The basic stats (which rarely mean anything at all in college) do not make Jordan stand out as much as his physical talents and developed game should. Most draft scouts have been able to look past this minor shortcoming enough to recognize his potential as a true NFL pass-rusher.

Dion Jordan game focus (via Youtube.com).

As one would expect, the Jets' front office has shown concrete interest in Jordan. They are meeting with him today in New York, according to Josh Alper of NBCSports.com:

Jordan will make the short jaunt to [New York Jets'] headquarters for a visit with the team currently slated to select ninth in the first round of the draft. Jordan is expected to visit with the Jets through Friday.

The fit appears to be a great one for both the Jets and Jordan himself, a fit that could have 2014 Defensive Rookie of the Year written all over it. The Jets' heavily 3-4 defensive scheme and the young and high-quality players along the defensive line make New York an ideal target for someone with Jordan's skills. Vinnie Iyer of SportingNews.com elaborates on this:

[Dion Jordan's] athleticism as a pass rusher makes him a certain top 10 pick. He'll probably be most effective as an outside linebacker in a 3-4, but he can also put his hand in the ground and get to the quarterback as a 4-3 defensive end... With more teams using 3-4 alignments, outside linebackers who can both cover and get to the quarterback are prized possessions. Teams looking for the next Von Miller or Aldon Smith could get lucky in the 2013 NFL Draft.

It is worth noting that Iyer views Jordan as the best 3-4 outside linebacker prospect in this year's draft.

Rich Schultz/Getty Images
If Jordan goes to Philadelphia, Chip Kelly will be his coach.

If the Jets are worried about other teams who could snag Jordan first, the most interesting competition comes from the Philadelphia Eagles. The Eagles hold the fourth overall pick and would have to pass up on Jordan for him to reach the Jets and their No. 9 pick. The Eagles are in need of a pass-rusher, and their new head coach (Chip Kelly) was Jordan's coach in college. Additionally, the Eagles have reportedly brought Jordan in for a visit.

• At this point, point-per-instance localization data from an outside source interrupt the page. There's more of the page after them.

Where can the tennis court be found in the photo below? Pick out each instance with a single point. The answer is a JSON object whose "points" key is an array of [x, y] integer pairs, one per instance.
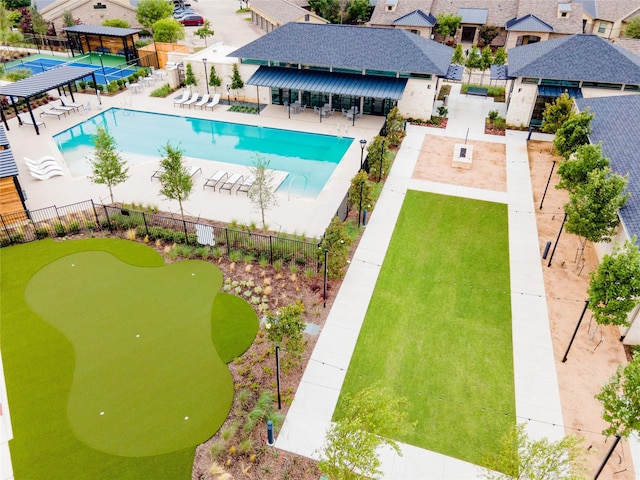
{"points": [[107, 67]]}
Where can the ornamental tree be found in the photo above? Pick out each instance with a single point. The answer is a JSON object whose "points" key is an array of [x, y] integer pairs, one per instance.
{"points": [[107, 166], [614, 288]]}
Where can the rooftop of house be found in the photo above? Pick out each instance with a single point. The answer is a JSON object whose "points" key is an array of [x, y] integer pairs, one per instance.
{"points": [[575, 57], [347, 46], [615, 124]]}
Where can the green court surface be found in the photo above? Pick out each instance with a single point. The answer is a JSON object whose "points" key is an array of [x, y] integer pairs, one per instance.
{"points": [[438, 327], [114, 362]]}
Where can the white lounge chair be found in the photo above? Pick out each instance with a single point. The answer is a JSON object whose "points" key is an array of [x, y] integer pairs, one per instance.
{"points": [[44, 110], [231, 182], [192, 100], [246, 185], [25, 119], [215, 179], [180, 100], [200, 103], [214, 101]]}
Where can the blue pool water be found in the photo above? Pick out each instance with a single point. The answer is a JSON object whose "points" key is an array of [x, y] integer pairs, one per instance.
{"points": [[309, 158]]}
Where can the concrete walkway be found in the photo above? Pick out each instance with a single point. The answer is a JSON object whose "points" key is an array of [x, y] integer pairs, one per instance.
{"points": [[537, 395]]}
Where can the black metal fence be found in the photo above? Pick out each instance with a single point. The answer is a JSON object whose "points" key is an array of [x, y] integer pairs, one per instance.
{"points": [[87, 216]]}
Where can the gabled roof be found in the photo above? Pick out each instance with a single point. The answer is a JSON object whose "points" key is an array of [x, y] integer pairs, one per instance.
{"points": [[283, 11], [477, 16], [347, 46], [417, 18], [575, 57], [615, 124], [528, 23]]}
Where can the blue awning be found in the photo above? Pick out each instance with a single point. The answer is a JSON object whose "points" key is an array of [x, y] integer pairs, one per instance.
{"points": [[329, 82], [549, 91]]}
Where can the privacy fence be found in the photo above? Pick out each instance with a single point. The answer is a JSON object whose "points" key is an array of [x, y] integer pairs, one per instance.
{"points": [[87, 217]]}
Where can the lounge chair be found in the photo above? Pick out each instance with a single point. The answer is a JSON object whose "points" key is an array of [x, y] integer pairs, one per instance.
{"points": [[192, 170], [214, 101], [182, 99], [50, 111], [214, 179], [192, 100], [246, 185], [25, 119], [200, 103], [231, 182]]}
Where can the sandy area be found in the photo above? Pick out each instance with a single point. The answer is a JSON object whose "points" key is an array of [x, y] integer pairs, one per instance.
{"points": [[488, 170], [595, 353]]}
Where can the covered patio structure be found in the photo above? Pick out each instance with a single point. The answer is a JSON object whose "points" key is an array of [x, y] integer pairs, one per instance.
{"points": [[40, 83]]}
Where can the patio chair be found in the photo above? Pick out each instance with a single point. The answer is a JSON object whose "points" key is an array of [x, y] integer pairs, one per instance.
{"points": [[214, 101], [201, 103], [44, 110], [214, 179], [231, 182], [25, 119], [193, 99], [246, 185]]}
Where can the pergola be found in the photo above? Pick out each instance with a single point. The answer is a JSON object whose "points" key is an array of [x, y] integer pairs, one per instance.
{"points": [[42, 83]]}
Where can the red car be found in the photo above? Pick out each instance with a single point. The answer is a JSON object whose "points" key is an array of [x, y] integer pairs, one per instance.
{"points": [[192, 20]]}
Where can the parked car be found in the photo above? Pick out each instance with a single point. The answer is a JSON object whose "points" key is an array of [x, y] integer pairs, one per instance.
{"points": [[192, 20]]}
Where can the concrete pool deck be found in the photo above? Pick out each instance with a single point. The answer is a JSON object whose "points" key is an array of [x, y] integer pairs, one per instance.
{"points": [[294, 214]]}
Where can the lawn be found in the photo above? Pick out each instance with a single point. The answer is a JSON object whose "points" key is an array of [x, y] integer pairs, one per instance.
{"points": [[115, 363], [438, 328]]}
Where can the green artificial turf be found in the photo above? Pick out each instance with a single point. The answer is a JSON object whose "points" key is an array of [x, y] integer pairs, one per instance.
{"points": [[86, 392], [438, 328]]}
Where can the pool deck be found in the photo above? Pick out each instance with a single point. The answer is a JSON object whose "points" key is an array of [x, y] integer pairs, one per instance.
{"points": [[294, 214]]}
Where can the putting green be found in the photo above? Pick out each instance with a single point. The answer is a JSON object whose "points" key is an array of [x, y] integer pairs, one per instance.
{"points": [[148, 379]]}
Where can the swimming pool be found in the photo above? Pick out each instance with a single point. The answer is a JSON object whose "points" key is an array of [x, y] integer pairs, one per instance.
{"points": [[309, 158]]}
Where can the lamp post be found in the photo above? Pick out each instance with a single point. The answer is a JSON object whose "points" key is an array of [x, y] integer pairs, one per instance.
{"points": [[206, 79], [363, 142]]}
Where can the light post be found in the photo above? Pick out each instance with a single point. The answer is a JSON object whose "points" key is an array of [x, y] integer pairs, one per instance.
{"points": [[206, 79], [363, 142]]}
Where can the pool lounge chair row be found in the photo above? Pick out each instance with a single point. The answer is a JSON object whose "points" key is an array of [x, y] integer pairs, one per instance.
{"points": [[224, 181]]}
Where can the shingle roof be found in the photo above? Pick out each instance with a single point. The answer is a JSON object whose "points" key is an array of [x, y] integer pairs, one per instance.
{"points": [[575, 57], [347, 46], [528, 23], [416, 18], [615, 124]]}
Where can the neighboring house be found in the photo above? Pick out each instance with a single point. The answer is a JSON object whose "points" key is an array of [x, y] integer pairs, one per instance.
{"points": [[271, 14], [606, 17], [582, 65], [373, 69], [90, 12]]}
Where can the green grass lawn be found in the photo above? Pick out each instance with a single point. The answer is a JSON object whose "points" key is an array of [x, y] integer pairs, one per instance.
{"points": [[115, 363], [438, 328]]}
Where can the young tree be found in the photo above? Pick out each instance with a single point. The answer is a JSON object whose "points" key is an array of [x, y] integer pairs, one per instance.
{"points": [[632, 27], [149, 12], [107, 166], [447, 24], [592, 211], [204, 31], [236, 80], [116, 22], [500, 58], [574, 171], [556, 113], [168, 30], [175, 181], [369, 418], [620, 398], [614, 288], [572, 133], [521, 458], [214, 79], [262, 193], [458, 55]]}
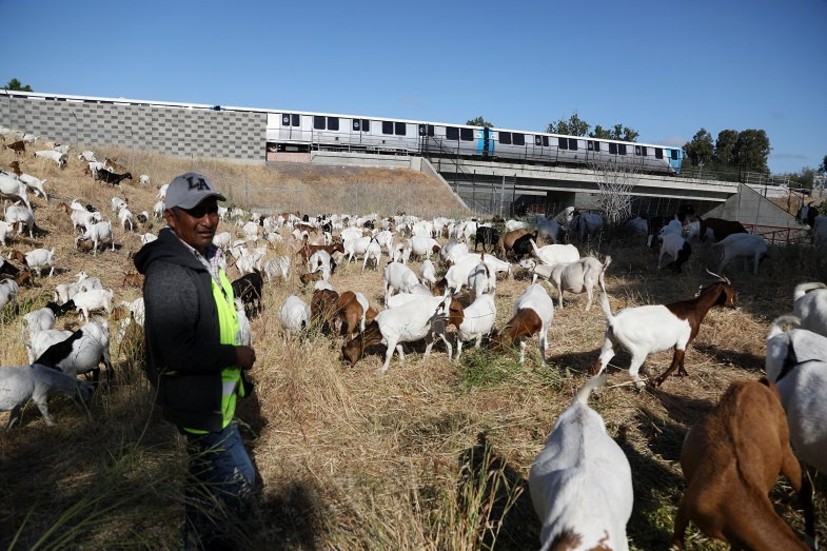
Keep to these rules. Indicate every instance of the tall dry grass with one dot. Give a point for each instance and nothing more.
(432, 455)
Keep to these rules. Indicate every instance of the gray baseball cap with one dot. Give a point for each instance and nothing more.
(187, 190)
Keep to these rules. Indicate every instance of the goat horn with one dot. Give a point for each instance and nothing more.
(721, 278)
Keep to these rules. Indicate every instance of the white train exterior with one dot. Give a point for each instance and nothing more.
(305, 131)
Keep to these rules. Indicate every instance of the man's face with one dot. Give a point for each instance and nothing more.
(195, 226)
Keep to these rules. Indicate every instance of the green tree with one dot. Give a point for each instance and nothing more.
(699, 150)
(752, 150)
(575, 126)
(725, 147)
(618, 132)
(479, 121)
(15, 84)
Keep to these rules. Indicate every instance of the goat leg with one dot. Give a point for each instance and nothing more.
(677, 363)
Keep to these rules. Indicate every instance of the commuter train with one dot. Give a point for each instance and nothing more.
(303, 131)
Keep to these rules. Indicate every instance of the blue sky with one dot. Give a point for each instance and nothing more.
(665, 69)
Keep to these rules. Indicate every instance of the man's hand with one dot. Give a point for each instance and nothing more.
(245, 357)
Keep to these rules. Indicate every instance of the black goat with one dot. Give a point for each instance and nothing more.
(248, 289)
(111, 178)
(487, 236)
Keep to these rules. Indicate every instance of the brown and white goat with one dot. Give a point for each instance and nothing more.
(643, 330)
(533, 314)
(731, 460)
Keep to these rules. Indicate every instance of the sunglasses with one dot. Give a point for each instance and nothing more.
(200, 210)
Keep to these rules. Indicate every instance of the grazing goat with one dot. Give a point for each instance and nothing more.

The Jets cannot control what the Eagles do. However, when the No. 9 pick comes, as long as Jordan is available the Jets must take him. He has the potential to be a franchise-altering player in New York. As Matthew Fairburn of SBNation.com put it:

Should the Jets select Dion Jordan with the No. 9 pick if he is available?

Submit Vote vote to see results

Dion Jordan is one of the most impressive prospects in this draft. He possesses rare length and athleticism that NFL teams will absolutely fall in love with. He has so much room to grow as a pass rusher, which is the scariest part about him. People will say he doesn't have a wide array of pass rush moves, and while that's true to an extent, Jordan can get away with athleticism. That won't be the case consistently in the NFL, but with some coaching, he could become a dominant player.